Brasil reaccionó con contundencia, derrotó por 3-0 a Haití y recuperó el pulso del Grupo C, una victoria imprescindible para la selección de Carlo Ancelotti, que llegaba presionada tras el empate frente a Marruecos y necesitaba una respuesta convincente para no comprometer su clasificación antes de la última jornada.
La respuesta llegó con claridad y, sobre todo, con cambios visibles. Ancelotti introdujo modificaciones en el once y el equipo ofreció una versión bastante más equilibrada, más agresiva en la presión y mucho más fluida en campo rival. Matheus Cunha, titular en lugar de Igor Thiago, fue el gran beneficiado de la apuesta del técnico italiano y también el gran protagonista de la noche. El delantero firmó un doblete antes del descanso y lideró una actuación ofensiva mucho más afinada de la pentacampeona.
Brasil tardó poco en imponer su superioridad. La selección sudamericana asumió el control del balón desde el inicio, empujó a Haití hacia su propio campo y comenzó a encontrar espacios con mayor naturalidad que en el estreno ante Marruecos. Vinícius Júnior, muy activo por la izquierda, volvió a ser una amenaza constante y participó de forma decisiva en el desarrollo del partido.
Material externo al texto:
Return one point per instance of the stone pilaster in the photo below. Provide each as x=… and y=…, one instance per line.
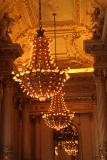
x=102, y=113
x=7, y=149
x=26, y=155
x=16, y=128
x=37, y=138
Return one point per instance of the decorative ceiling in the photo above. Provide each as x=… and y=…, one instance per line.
x=73, y=25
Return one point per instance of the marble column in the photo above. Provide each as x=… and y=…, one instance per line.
x=102, y=114
x=37, y=138
x=7, y=151
x=16, y=129
x=26, y=155
x=32, y=121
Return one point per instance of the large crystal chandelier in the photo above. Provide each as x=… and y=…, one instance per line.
x=58, y=115
x=71, y=147
x=41, y=78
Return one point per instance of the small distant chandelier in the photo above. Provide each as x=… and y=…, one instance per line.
x=58, y=115
x=41, y=78
x=71, y=147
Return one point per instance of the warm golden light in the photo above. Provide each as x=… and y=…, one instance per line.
x=41, y=78
x=58, y=116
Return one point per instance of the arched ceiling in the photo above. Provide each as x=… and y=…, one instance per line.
x=73, y=21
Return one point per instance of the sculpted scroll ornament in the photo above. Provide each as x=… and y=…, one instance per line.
x=5, y=28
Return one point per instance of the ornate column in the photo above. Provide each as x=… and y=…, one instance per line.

El primer golpe llegó a través de Matheus Cunha, que abrió el marcador y dio tranquilidad a un equipo que necesitaba liberarse emocionalmente. Lejos de conformarse, Brasil siguió atacando y encontró el segundo tanto también en los pies del delantero, de nuevo bien asistido por Vinícius. El 2-0 confirmó que el encuentro había tomado el rumbo esperado por Ancelotti y castigó a un Haití valiente, pero demasiado frágil para sostener durante muchos minutos la presión de un rival muy superior en talento y profundidad.
Antes del descanso, Brasil amplió aún más la diferencia. Esta vez fue Vinícius Júnior quien encontró el premio a su insistencia y firmó el 3-0 con el que el partido quedó prácticamente sentenciado. El atacante del Real Madrid, además de marcar, volvió a ser el futbolista más desequilibrante del conjunto brasileño y cerró una actuación decisiva en la que combinó desborde, velocidad y participación directa en dos de los tres goles.
La segunda parte tuvo un ritmo más bajo, condicionado por la amplia ventaja brasileña y por la dificultad de Haití para cambiar el signo del encuentro. Aun así, el conjunto caribeño no renunció a competir y buscó el gol que le permitiera mantenerse con vida. Su mejor oportunidad llegó en un remate de cabeza de Ricardo Adé, que obligó a intervenir a Alisson en una de las pocas acciones realmente comprometidas para la defensa brasileña.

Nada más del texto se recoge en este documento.